Attach data.table using fetch

Question

Attach data.table using fetch

I have several large datasets that I am trying to combine. I created a toy example of what I want to do. I have three tables:

require(data.table) set.seed(151) x <- data.table(a=1:100000) y <- data.table(b=letters[1:20],c=sample(LETTERS[1:4])) proportion <- data.table(expand.grid(a=1:100000,c=LETTERS[1:4])) proportion[,prop:=rgamma(4,shape = 1),by=a] proportion[,prop:=prop/sum(prop),by=a]

Three tables: x , y and proportion . For each element in x I want to select from the entire table y using the probabilities from the proportion table and combine them into another table. The method I came up with is:

 temp <- setkey(setkey(x[,c(k=1,.SD)],k)[y[,c(k=1,.SD)],allow.cartesian=TRUE][,k:=NULL],a,c) temp <- temp[setkey(proportion,a,c)][,prop:=prop/.N,by=.(a,c)] # Uniform distribution within the same 'c' column group chosen_pairs <- temp[,.SD[sample(.N,5,replace=FALSE,prob = prop)],by=a]

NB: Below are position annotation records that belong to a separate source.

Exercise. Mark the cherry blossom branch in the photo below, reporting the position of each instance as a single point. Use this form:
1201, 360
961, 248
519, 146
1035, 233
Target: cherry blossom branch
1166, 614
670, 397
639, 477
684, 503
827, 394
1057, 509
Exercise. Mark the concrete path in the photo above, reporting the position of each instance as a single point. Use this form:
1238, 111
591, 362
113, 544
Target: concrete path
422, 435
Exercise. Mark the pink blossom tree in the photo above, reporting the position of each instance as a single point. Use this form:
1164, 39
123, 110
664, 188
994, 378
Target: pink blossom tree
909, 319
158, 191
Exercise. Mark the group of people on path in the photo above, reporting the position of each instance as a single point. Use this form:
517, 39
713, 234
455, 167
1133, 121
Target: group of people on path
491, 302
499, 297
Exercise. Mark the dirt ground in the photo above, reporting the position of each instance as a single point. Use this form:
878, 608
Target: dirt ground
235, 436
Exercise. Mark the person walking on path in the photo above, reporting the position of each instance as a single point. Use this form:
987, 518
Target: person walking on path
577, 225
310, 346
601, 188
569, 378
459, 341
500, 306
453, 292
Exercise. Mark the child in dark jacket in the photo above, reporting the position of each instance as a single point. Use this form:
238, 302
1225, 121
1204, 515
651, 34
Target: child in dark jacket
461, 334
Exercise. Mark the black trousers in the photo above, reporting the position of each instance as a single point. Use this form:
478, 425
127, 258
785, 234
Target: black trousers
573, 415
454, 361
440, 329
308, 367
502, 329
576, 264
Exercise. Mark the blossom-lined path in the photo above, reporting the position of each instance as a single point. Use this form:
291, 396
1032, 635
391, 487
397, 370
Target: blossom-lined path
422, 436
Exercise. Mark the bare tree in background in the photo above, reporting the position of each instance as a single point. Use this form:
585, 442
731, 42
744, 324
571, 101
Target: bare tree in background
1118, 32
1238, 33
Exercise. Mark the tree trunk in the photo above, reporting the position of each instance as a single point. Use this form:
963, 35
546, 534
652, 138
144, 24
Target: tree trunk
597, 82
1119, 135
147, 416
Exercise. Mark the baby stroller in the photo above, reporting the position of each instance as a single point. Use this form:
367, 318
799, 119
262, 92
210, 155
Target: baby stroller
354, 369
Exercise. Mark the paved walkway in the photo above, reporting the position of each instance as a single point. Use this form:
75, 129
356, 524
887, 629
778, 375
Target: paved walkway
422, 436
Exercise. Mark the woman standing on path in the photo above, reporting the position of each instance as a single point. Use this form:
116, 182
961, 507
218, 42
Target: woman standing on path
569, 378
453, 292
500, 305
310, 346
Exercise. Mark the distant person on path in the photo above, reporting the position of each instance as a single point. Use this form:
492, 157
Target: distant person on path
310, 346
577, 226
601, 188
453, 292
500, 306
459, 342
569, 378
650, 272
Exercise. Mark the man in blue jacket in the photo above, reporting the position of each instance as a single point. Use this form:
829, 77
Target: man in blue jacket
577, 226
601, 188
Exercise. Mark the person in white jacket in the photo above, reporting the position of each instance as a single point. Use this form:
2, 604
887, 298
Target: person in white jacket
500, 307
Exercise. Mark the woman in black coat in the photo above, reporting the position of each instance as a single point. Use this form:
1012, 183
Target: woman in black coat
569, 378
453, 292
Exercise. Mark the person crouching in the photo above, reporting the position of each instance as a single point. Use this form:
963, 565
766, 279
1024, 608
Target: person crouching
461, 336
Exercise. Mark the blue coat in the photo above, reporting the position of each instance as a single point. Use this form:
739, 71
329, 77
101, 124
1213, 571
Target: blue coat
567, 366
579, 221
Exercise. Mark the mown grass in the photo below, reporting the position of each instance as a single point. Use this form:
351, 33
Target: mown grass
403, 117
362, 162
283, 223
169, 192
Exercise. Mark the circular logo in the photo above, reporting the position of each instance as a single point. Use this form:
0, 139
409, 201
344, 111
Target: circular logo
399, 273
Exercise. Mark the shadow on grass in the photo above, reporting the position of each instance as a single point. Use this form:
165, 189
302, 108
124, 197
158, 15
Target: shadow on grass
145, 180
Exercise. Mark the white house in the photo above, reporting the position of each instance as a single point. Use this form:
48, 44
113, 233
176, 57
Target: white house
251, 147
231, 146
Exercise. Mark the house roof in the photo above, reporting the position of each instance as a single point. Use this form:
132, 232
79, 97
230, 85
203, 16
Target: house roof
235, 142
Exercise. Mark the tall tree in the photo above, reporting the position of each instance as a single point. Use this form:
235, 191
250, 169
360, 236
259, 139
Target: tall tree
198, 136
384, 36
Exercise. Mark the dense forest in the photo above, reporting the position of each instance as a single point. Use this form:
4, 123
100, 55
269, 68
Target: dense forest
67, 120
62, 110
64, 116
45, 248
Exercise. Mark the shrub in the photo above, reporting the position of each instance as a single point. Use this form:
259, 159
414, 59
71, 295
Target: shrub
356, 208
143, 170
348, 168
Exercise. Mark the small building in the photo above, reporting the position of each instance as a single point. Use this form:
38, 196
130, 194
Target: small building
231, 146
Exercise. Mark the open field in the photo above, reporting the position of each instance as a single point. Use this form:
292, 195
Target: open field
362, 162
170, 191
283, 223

But this method is intense and slow as it joins two tables first, and then a sample from it. Is there a way to accomplish this task in an efficient (memory and time) way?

+8

r data.table

A gore May 19, '17 at 20:52

source share

1 answer

minem · Answer 1 · 2017-06-02T06:59:34+0000

I ran into some similar problem in this question. I put your solution in a function for better comparison:

 goreF <- function(x,y,proportion){ temp <- setkey(setkey(x[, c(k = 1, .SD)], k)[y[,c(k = 1, .SD)], allow.cartesian = TRUE][, k := NULL], a, c) temp <- temp[setkey(proportion, a, c)][, prop := prop / .N, by = .(a, c)] chosen_pairs <- temp[, .SD[sample(.N, 5, replace = FALSE, prob = prop)], by = a] chosen_pairs }

My approach:

 myFunction <- function(x, y, proportion){ temp <- setkey(setkey(x[, c(k = 1, .SD)], k)[y[,c(k = 1, .SD)], allow.cartesian = TRUE][, k := NULL], a, c) temp <- temp[setkey(proportion, a, c)][, prop := prop / .N, by = .(a, c)] chosen_pairs <- temp[, sample(.I, 5, replace = FALSE, prob = prop), by = a] indexes <- chosen_pairs[[2]] temp[indexes] } require(rbenchmark) benchmark(myFunction(x, y, proportion), goreF(x, y, proportion), replications = 1, columns = c("test", "replications", "elapsed", "relative", "user.self", "sys.self")) test replications elapsed relative user.self sys.self 2 goreF(x, y, proportion) 1 19.83 21.323 19.35 0.13 1 myFunction(x, y, proportion) 1 0.93 1.000 0.86 0.08

Perhaps more improvements can be found, I will update if I find them. The first two operations seem too complicated, perhaps they can be shortened, but since I did not see that they affect the calculation timings, I did not rewrite them.

Update:

As pointed out in the question I mentioned at the beginning, you may run into problems with myFunction if your groups contain only one element. So I changed it based on the comments of this post.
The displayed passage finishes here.